Lector LXXIX
Figura inspirada en la cita de R.D. Cumming “Un buen libro no tiene final.”
No significa que sus páginas sean infinitas o que su historia nunca concluya en términos narrativos. Más bien, apunta a la capacidad que tienen los buenos libros de trascender su propia estructura formal y seguir viviendo en la mente, el corazón y la memoria del lector mucho después de haber sido cerrados.
Un buen libro deja una huella que no se borra fácilmente. Sus personajes, sus dilemas, sus enseñanzas y hasta sus silencios siguen acompañándonos, inspirando nuevas reflexiones, evocando emociones o incluso influyendo en nuestras decisiones. En ese sentido, un buen libro no termina cuando se llega a la última página; más bien, ese momento marca el inicio de un diálogo interior que puede durar toda la vida.
Además, algunos libros se convierten en espejos: los leemos una vez y nos dicen algo, pero al volver a ellos años después, con otra edad, otras experiencias y otra mirada, nos revelan nuevas verdades. Eso también hace que no tengan final: están vivos, cambian con nosotros, crecen con nosotros.

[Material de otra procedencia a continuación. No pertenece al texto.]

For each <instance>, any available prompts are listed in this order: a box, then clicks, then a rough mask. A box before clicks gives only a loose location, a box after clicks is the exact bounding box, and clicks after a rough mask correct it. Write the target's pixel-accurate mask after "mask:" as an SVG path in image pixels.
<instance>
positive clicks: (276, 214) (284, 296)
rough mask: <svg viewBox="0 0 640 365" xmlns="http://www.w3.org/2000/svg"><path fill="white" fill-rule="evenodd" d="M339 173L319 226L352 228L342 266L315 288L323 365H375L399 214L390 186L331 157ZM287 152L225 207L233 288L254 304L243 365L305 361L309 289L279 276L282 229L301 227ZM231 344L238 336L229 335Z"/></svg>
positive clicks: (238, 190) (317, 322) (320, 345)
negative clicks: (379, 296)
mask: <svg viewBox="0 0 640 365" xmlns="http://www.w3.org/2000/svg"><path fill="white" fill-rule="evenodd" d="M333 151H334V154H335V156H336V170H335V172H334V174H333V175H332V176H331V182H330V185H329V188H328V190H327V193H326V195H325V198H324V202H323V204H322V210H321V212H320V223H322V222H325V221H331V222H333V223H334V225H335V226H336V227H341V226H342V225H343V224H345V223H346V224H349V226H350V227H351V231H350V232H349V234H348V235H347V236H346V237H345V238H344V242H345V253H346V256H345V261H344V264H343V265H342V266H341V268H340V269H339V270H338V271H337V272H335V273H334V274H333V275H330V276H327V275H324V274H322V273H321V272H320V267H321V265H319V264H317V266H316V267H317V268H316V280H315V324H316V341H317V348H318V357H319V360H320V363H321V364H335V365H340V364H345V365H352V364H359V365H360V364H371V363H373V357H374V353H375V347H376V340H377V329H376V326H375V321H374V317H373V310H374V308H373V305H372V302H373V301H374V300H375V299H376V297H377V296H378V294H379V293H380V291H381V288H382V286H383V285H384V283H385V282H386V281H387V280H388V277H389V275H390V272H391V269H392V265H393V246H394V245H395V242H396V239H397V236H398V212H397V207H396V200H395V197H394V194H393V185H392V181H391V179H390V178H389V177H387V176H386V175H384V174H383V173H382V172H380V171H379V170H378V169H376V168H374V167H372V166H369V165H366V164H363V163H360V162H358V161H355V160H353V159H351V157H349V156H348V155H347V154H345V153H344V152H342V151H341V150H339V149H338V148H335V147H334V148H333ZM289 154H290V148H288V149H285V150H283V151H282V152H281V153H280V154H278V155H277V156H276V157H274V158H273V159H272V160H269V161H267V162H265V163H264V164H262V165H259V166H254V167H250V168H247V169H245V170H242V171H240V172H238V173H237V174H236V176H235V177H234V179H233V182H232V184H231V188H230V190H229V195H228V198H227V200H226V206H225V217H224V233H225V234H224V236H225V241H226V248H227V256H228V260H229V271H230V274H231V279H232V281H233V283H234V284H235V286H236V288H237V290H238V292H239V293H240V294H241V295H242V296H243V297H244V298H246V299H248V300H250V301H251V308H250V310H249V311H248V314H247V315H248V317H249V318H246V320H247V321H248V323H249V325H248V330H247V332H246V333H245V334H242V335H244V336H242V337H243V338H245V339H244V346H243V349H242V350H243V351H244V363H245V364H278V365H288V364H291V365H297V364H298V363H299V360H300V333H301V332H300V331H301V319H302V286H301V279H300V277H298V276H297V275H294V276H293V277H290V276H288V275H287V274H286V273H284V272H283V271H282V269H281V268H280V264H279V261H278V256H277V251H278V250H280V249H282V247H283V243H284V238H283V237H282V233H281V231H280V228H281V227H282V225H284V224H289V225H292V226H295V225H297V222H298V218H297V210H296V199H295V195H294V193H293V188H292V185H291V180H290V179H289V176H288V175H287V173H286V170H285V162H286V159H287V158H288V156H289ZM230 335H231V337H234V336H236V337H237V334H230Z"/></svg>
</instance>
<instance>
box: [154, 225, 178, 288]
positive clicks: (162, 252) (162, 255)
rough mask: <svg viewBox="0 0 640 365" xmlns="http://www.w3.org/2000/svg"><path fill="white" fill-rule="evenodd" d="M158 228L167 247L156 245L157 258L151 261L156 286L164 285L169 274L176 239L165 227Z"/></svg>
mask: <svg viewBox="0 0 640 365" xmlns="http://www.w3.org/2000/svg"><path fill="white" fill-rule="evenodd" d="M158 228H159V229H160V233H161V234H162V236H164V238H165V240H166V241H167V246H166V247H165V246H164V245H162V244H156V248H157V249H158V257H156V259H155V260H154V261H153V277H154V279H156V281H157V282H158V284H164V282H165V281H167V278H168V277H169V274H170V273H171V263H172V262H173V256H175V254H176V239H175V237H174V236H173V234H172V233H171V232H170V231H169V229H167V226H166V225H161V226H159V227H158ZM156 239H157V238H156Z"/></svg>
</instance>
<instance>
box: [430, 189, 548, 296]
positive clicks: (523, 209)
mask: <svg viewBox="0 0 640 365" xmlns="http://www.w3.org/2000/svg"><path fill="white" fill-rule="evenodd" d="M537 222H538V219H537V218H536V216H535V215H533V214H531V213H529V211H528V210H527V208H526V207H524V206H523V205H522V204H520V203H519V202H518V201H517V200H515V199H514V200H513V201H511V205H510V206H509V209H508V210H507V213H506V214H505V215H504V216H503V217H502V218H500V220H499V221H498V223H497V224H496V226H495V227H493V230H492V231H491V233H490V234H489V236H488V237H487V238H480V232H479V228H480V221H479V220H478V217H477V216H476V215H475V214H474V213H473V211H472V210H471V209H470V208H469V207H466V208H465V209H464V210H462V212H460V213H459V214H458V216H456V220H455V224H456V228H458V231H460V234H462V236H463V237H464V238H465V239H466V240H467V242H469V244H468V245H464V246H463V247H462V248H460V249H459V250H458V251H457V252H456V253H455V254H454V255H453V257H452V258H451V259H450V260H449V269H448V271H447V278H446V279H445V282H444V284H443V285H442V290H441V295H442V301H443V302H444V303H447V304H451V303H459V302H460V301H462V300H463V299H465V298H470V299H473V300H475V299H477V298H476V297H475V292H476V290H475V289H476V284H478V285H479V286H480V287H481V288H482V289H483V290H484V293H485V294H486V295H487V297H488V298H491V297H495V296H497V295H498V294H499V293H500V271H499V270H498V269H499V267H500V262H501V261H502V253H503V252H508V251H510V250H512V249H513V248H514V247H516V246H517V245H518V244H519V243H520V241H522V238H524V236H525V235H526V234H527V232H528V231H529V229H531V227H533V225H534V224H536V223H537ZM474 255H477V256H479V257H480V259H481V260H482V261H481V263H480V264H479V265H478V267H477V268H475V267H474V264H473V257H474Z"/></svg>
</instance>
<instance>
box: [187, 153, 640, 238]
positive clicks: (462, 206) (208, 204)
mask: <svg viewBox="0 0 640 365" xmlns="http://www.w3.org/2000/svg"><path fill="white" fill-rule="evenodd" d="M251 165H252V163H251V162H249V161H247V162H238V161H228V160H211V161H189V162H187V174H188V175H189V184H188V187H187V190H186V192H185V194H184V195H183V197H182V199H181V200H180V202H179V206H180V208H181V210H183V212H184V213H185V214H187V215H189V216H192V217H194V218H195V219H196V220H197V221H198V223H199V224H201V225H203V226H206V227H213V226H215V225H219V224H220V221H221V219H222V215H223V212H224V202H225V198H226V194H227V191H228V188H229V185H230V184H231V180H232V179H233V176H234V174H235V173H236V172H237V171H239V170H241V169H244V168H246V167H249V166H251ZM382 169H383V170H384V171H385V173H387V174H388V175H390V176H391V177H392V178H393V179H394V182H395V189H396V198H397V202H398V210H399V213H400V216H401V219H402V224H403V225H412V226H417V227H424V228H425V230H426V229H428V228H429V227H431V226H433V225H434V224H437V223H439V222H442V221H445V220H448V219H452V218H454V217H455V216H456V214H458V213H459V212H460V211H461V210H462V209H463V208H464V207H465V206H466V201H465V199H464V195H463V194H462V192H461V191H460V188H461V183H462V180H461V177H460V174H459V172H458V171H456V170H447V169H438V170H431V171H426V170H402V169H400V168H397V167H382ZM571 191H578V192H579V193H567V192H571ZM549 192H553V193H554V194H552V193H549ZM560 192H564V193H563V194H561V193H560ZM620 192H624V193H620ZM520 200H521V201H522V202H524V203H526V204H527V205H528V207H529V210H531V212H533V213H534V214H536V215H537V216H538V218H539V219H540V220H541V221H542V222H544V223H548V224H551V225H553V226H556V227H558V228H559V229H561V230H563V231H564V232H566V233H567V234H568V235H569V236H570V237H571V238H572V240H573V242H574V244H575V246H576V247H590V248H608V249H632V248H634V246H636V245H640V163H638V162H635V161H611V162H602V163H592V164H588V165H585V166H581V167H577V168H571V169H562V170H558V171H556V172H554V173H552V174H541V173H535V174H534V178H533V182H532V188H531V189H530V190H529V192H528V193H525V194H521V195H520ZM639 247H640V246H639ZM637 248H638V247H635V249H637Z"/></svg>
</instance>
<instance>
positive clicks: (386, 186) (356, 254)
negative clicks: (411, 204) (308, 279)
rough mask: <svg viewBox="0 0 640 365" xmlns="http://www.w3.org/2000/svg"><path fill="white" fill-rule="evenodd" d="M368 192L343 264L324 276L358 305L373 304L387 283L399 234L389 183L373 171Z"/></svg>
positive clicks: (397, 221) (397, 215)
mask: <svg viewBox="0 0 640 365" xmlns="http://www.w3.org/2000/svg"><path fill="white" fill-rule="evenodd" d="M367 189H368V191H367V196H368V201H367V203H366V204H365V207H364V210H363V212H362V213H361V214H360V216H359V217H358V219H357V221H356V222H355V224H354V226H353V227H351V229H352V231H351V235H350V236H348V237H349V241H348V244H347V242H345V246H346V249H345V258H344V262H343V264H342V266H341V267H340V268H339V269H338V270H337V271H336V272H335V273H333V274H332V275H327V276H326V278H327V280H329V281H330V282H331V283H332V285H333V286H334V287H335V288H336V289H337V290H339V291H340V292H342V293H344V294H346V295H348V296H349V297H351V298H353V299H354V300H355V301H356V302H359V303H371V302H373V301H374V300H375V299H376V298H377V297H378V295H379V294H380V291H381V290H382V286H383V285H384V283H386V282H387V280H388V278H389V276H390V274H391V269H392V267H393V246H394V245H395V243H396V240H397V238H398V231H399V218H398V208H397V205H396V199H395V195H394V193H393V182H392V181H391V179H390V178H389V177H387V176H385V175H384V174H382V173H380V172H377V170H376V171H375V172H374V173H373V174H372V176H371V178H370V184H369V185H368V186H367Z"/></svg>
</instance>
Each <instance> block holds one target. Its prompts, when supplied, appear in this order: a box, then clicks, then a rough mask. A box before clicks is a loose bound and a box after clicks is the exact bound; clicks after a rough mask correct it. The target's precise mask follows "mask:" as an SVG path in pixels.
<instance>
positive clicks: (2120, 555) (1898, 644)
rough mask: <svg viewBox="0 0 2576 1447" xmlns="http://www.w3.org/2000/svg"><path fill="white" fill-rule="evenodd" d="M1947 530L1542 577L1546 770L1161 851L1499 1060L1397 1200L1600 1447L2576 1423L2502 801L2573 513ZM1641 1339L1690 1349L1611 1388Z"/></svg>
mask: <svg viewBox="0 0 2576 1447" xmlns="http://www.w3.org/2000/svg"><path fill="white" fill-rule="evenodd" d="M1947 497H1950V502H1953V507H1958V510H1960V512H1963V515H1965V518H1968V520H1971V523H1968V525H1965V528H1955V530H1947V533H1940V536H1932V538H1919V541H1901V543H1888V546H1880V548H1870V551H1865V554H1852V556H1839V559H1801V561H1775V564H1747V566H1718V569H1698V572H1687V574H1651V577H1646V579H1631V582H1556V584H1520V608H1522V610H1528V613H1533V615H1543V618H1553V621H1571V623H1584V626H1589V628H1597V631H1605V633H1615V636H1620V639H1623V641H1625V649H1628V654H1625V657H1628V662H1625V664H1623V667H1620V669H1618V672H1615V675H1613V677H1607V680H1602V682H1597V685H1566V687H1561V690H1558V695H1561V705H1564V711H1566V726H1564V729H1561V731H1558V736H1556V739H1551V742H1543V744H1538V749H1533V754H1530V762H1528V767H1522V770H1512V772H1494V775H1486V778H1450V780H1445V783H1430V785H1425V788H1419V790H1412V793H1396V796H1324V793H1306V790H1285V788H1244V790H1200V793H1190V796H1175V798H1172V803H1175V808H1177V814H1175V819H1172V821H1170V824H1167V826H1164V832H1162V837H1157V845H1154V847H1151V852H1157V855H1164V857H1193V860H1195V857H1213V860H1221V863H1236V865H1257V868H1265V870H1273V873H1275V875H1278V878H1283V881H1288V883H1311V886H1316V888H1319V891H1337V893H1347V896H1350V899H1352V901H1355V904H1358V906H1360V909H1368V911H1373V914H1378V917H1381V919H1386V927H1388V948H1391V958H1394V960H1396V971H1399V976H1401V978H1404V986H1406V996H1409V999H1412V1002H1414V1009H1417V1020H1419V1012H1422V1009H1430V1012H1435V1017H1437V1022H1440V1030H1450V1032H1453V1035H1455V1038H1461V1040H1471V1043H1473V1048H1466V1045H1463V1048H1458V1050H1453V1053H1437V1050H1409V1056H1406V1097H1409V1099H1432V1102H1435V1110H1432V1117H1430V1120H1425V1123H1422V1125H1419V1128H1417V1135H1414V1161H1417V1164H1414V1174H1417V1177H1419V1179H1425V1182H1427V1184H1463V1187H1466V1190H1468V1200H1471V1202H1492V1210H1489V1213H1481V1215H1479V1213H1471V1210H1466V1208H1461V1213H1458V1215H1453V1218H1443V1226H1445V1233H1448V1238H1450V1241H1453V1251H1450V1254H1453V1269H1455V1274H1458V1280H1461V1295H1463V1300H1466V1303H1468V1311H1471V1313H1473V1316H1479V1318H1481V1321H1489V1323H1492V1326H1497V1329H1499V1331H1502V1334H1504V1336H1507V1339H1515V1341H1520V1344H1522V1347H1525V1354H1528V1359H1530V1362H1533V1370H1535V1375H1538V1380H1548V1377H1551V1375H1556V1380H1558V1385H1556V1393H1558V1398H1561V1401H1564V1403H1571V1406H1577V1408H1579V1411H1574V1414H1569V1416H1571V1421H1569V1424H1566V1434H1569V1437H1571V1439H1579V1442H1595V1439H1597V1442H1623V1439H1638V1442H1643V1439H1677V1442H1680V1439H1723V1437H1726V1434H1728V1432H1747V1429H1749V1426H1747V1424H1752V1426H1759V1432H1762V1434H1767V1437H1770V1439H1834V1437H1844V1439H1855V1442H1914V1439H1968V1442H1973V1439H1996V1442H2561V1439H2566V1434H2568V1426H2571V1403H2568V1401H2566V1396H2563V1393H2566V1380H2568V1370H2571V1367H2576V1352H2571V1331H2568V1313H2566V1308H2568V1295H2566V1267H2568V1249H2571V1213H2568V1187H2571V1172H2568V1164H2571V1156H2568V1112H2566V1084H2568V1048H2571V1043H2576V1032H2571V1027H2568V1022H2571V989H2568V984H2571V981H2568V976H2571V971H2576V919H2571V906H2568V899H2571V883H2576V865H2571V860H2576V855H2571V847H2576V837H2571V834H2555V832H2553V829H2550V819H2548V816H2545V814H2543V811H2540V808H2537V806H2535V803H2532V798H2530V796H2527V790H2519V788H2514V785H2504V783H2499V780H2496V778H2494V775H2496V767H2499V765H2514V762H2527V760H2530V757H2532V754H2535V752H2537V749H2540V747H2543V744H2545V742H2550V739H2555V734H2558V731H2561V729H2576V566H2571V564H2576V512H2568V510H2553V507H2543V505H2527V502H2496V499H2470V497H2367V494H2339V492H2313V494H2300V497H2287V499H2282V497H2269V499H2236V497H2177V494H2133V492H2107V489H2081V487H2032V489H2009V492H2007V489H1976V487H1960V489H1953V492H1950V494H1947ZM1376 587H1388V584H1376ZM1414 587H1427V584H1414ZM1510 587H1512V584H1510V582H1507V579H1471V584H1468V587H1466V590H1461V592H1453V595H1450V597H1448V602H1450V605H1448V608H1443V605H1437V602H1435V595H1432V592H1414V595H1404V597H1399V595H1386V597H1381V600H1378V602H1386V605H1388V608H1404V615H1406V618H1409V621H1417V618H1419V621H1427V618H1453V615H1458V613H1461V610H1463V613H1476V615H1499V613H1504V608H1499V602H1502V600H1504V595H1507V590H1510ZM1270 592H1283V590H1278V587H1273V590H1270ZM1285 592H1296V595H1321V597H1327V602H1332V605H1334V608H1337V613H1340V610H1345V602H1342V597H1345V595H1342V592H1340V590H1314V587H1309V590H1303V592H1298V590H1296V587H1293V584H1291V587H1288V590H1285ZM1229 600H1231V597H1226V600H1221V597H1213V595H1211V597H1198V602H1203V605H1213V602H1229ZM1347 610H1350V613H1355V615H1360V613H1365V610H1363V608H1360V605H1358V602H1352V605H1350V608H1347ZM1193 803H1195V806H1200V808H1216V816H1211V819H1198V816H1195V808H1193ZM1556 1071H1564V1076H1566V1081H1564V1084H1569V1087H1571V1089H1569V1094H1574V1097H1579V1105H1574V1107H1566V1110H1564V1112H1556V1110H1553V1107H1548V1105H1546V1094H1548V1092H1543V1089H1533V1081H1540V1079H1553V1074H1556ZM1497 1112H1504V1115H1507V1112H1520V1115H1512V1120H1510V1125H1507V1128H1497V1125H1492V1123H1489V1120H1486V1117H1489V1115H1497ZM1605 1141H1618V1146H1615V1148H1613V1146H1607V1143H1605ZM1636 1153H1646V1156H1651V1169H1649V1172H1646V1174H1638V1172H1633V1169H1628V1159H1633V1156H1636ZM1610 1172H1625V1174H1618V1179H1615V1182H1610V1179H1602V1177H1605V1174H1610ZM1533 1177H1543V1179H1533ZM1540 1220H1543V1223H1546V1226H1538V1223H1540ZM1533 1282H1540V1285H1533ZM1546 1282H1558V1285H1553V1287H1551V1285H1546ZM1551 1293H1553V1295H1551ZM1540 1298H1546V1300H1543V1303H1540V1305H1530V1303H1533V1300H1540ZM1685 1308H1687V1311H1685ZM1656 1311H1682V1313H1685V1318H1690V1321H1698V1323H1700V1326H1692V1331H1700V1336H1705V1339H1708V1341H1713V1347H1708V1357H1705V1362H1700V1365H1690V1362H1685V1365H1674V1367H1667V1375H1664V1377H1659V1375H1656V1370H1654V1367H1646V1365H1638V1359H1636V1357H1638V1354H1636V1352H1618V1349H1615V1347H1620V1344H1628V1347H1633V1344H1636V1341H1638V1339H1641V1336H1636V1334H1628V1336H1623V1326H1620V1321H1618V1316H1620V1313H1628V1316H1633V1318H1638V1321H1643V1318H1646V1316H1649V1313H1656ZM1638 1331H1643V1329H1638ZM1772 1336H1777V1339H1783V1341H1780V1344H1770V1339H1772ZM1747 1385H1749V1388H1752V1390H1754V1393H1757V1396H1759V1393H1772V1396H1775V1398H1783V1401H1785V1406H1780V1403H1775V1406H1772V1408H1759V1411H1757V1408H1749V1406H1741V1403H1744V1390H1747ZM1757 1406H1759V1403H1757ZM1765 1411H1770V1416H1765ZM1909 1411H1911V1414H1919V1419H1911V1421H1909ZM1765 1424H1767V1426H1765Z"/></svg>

También puede interpretarse desde la idea de que un buen libro es una semilla. Una semilla de pensamiento, de imaginación, de inspiración. Germina en la mente del lector y puede dar lugar a nuevas ideas, a la escritura de otras obras, a conversaciones, a descubrimientos personales. Lo que comienza como una experiencia de lectura se convierte en algo más amplio y duradero: un ciclo sin final fijo.
Por eso, Cumming no exagera al decir que un buen libro no tiene final. Lo que le da esa cualidad es su poder para permanecer, para seguir actuando silenciosamente en quien lo ha leído. Y quizás esa sea una de las magias más grandes de la literatura: su capacidad de perdurar mucho más allá de las palabras impresas.